Objective: To study selected factors associated with vomiting after minor head trauma in children.
Study design: During a 1-year study, 1097 children with a minor head injury were consecutively discharged from the pediatric emergency department; 162 had associated vomiting. A case-control study was conducted, with each subject matched with 2 children of the same age group with a minor head injury who did not have associated vomiting. Final analysis was conducted in 148 case subjects and 296 matched control subjects.

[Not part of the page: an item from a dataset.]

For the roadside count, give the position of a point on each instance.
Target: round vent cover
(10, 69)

Results: With univariate analysis, a personal history of recurrent headache (6.1% versus 2.4%), motion sickness (27% versus 11.8%), and recurrent vomiting (6.1% versus 0.7%) were significantly more common in the vomiting group, as was a family history of recurrent headache in parents (45.9% versus 27%) or motion sickness in parents (26.4% versus 15.2%) or siblings (14.2% versus 3.7%). The strongest predictors of vomiting were a personal history of recurrent vomiting (odds ratio, 5.90; 95% CI, 1.18-29.47), motion sickness (odds ratio, 2.34; 95% CI, 1.32-4.10), headache at the time of the injury (odds ratio, 4.37; 95% CI, 2.23-8.57), and a strong family history of the same recurrent problems (odds ratio, 1.66; 95% CI, 1.29-2.13).
Conclusions: Post-traumatic vomiting is significantly related to personal or familial predisposition to vomit rather than to the presence of intracranial lesions.